Chapter 4. 'Murder'
Cold, soaked to the skin, exhausted and disturbed by the afternoon’s discovery in the clearing, the Daemonslayers and Hawker rode into Aldoc just as dusk was deepening into night. At first they did not sense anything was awry. Although the dreadful thunderstorm had long since passed, the day had remained dark as glowering clouds continued to pelt the land with rain so it came as no surprise to find the dreary streets deserted. It was not until they saw the castle and its frayed, water-leaden flags hanging at half mast that they realised something direly untoward had occurred.
As they passed the castle gates, Hawker demanded of a guard what had happened. The lad, barely more than a boy wearing the ill-fitting armour of a man, stammered and scrambled to attention having been unaware of their approach, “I, uh, Prince Irik, my lord! He is dead!”
“What?” gasped Hawker but the guard’s attention had travelled. His eyes were wide and fixed upon the Daemonslayers: he had been off-duty the previous day and had only heard word in the mess-hall about the strange visitors from the east. The hellishly burning eyes of the fearsome black unicorn caught his stare, made his legs tremble.
Hawker broke the spell, forced to repeat his previously unheard question, “Tell me. What happened?”
“He... Murder! There is a murderer in the castle!”
“Besides the king?” Soul said out of the side of her mouth.
“At least we’ve got an alibi,” replied Blackjack.
“So people can’t immediately blame us, for a change,” muttered Shade ruefully. Their brief conversation was subdued though as the Daemonslayers were as surprised (though evidently not as appalled) as Hawker at this news.

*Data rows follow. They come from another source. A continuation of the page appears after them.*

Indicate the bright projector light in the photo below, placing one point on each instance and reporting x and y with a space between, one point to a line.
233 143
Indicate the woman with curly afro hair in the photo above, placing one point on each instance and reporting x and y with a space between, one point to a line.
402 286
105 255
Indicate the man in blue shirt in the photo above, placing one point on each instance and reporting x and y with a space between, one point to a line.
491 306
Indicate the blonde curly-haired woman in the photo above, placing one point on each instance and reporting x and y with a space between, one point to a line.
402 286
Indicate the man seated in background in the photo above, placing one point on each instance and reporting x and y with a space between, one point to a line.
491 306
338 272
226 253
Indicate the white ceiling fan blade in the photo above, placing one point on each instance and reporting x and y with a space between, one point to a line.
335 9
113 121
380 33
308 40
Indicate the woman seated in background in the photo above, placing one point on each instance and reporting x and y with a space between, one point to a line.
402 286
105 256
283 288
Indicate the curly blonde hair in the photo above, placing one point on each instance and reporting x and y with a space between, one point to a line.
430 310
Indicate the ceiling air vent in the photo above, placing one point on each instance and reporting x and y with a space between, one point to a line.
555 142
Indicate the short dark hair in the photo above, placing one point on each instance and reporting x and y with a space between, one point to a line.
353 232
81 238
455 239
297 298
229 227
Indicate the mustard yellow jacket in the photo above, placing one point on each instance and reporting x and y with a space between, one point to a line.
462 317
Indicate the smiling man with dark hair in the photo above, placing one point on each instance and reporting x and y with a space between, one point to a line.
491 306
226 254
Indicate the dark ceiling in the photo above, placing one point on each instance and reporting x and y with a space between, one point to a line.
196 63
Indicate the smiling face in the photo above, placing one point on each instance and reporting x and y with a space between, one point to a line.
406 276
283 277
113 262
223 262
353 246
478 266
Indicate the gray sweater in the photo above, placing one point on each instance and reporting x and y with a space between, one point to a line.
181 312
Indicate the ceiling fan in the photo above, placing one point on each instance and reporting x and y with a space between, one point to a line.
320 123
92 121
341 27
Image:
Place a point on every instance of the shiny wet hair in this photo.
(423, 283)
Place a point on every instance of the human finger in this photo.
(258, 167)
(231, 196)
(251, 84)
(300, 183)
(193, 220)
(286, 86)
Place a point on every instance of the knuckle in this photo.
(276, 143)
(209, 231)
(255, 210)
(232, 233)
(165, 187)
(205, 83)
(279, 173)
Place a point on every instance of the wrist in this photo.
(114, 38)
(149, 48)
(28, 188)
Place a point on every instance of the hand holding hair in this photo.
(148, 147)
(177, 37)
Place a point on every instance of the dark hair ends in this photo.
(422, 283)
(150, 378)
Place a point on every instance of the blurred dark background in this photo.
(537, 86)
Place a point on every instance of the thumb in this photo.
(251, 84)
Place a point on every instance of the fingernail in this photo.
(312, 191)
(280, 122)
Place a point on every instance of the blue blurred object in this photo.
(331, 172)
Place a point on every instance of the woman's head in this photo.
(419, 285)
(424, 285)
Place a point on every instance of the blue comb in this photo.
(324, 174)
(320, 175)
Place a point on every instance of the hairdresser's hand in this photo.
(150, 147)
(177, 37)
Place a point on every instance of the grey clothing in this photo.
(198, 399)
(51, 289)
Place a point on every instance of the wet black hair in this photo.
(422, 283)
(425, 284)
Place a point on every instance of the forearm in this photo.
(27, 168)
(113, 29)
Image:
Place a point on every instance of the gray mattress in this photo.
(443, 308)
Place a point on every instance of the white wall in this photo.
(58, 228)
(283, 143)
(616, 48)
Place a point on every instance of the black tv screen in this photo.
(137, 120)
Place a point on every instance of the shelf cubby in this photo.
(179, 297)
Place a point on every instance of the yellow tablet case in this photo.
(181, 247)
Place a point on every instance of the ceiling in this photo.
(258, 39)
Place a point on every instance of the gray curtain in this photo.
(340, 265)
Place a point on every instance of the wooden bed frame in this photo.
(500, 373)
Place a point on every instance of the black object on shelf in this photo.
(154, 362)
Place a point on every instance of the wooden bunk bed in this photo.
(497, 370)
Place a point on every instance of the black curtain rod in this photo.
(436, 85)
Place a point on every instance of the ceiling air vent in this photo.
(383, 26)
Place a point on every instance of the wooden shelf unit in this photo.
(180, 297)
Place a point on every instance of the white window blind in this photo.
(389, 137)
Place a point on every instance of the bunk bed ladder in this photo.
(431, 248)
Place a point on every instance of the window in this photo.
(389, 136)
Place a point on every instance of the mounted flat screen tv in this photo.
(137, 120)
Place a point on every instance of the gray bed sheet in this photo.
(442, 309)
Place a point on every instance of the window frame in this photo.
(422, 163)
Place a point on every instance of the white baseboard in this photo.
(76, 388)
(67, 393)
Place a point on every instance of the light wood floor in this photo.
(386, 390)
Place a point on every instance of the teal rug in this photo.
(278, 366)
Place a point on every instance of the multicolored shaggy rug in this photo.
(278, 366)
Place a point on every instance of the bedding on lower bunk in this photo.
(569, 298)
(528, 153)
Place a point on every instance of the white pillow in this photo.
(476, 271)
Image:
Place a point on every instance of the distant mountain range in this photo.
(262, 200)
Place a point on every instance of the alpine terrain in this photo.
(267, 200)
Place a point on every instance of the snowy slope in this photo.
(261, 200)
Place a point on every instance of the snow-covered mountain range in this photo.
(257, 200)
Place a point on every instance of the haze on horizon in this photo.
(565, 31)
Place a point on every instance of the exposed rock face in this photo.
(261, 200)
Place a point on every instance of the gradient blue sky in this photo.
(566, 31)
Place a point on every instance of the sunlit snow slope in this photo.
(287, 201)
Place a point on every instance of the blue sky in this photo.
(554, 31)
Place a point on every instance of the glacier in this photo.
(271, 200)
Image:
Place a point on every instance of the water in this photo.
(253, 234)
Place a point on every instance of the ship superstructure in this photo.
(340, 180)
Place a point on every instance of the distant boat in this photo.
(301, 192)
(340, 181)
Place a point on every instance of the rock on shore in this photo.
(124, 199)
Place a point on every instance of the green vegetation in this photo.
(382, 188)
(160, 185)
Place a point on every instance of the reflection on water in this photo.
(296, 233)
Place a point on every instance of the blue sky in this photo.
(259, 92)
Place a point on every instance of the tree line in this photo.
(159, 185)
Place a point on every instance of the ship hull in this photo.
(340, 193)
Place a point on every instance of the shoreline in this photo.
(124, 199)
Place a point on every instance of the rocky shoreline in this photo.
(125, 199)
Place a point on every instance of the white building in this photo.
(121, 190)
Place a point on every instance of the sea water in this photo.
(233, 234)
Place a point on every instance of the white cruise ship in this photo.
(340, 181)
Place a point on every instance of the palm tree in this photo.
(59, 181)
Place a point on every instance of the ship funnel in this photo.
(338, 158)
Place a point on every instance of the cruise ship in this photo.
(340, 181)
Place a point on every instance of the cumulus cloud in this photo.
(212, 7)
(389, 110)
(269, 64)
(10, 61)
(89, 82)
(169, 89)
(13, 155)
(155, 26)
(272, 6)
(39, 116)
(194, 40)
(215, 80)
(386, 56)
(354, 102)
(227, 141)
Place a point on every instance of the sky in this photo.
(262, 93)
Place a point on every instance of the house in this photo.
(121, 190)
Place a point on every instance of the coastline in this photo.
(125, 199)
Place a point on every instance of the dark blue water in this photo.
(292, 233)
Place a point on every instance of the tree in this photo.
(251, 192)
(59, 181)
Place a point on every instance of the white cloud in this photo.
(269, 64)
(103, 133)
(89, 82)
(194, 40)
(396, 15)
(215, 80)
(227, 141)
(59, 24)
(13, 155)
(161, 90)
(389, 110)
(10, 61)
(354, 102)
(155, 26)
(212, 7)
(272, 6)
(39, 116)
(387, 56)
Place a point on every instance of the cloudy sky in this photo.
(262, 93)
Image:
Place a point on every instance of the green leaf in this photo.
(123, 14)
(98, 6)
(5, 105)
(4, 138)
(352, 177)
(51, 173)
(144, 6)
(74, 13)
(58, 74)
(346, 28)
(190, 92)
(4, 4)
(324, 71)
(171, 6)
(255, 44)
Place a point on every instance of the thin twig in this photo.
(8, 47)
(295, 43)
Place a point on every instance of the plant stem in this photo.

The low-ranking guard could offer no further information so Hawker resolved to find a man called Curtswan; Captain of the castle guard and also a close friend of his. They left their mounts in the stables and, with Shade’s support the huntsman led them to the great hall.
There their brief search ended, for Curtswan and some of his lieutenants were questioning grieving nobles and distressed servants. As he finished some parting exchange with an elderly noblewoman dressed and veiled in black, Curtswan happened to look up and notice them. He glanced suspiciously at the Daemonslayers as he came over then clapped a hand on Hawker’s shoulder in greeting. “It is good to see you, friend. You have heard the news?” he looked down and noticed the bandaged ankle, “What happened? I’ll call for a physician.”
“I’ll be fine,” grunted Hawker, thanking Shade for his help as he painfully lowered himself into a chair, “My ankle ails me nought compared to this dire news.” He shook his head, at a loss “I had known him and served the prince since I were a lad. He was a good man. Why would someone do this?”
Curtswan looked a little surprised, he had hoped the rumours of murder had been kept quiet but then at a royal court any whisperings spread like wildfire, “Aye” he admitted, “We know not who, but be assured foul play is afoot here.” He looked at the Daemonslayers again, “You were hunting those demons all day?” he questioned.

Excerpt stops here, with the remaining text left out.